Ultraviolet-Infrared Bounds and Minimum Coupling in Effective Field Theories

TL;DR

This paper introduces a new, simpler argument for a lower bound on U(1) gauge couplings in effective field theories, based on quantum uncertainty, Lorentz invariance, and entropy bounds, refining previous bounds and exploring phenomenological implications.

Contribution

It presents a novel, straightforward derivation of the gauge coupling lower bound using fundamental principles and extends the Cohen-Kaplan-Nelson bound to include degrees of freedom.

Findings

Stronger lower bounds on U(1) couplings using CKN relation

Extension of CKN bound accounting for degrees of freedom

Discussion of phenomenological implications of the bounds

Abstract

We provide a simple new argument for a lower bound on the coupling of a $U(1)$ gauge interaction in an effective field theory (EFT), originally obtained from the Weak Gravity Conjecture.
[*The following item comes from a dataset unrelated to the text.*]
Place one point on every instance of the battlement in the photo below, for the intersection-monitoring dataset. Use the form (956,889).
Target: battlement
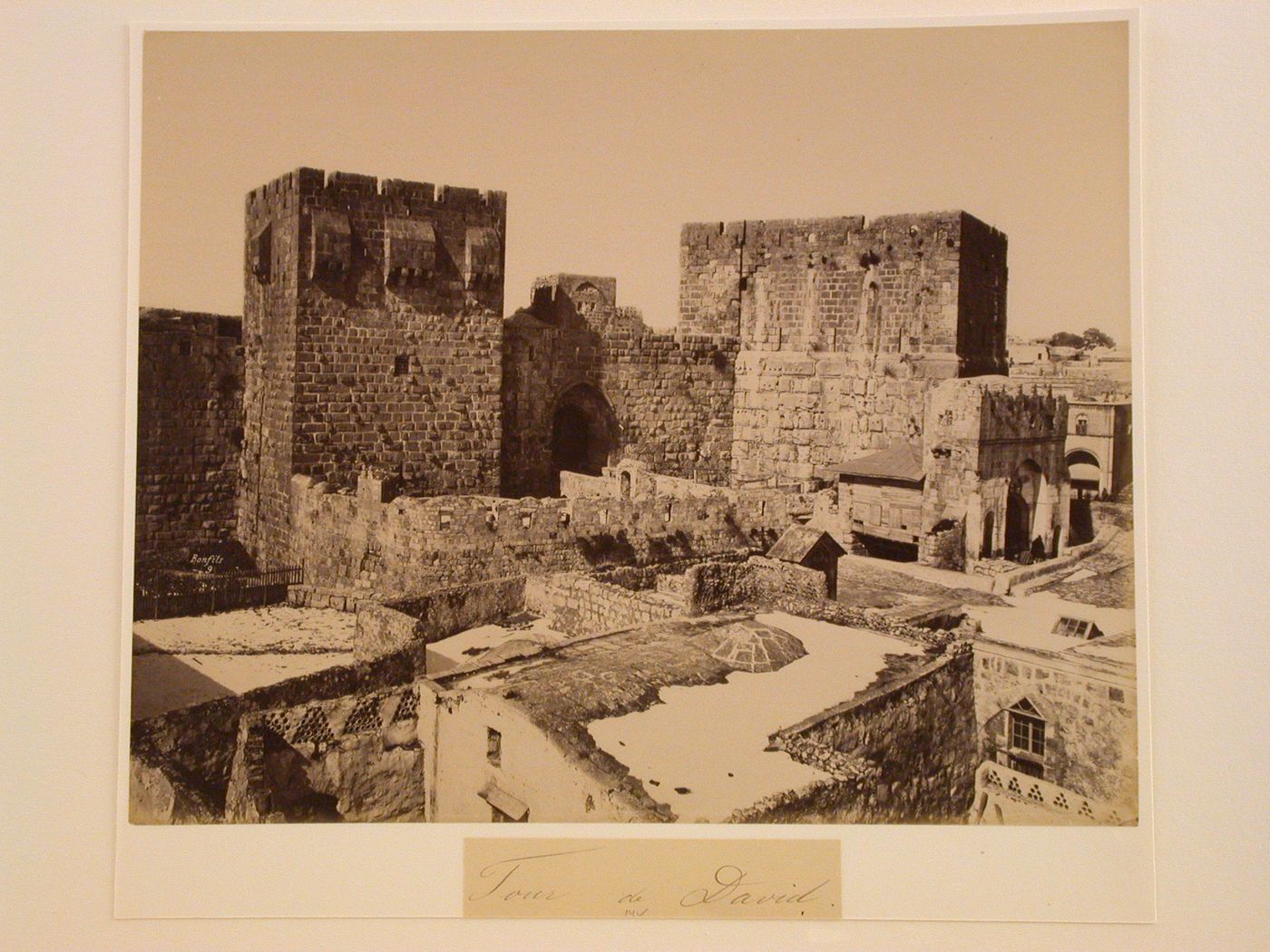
(165,320)
(343,187)
(789,232)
Our argument employs basic principles of quantum mechanical energy-time uncertainty and Lorentz invariance, plus Bekenstein's entropy bound on the ultraviolet (UV) and infrared (IR) scales of an EFT. We show that using an alternative UV-IR relation based on the Cohen-Kaplan-Nelson (CKN) bound results in a stronger lower bound on the $U(1)$ coupling, consistent with the more stringent nature of the CKN relation. Applicability of our reasoning to other interactions is briefly discussed. We also slightly extend the CKN bound, by accounting for the effective degrees of freedom, and examine some of its phenomenological implications.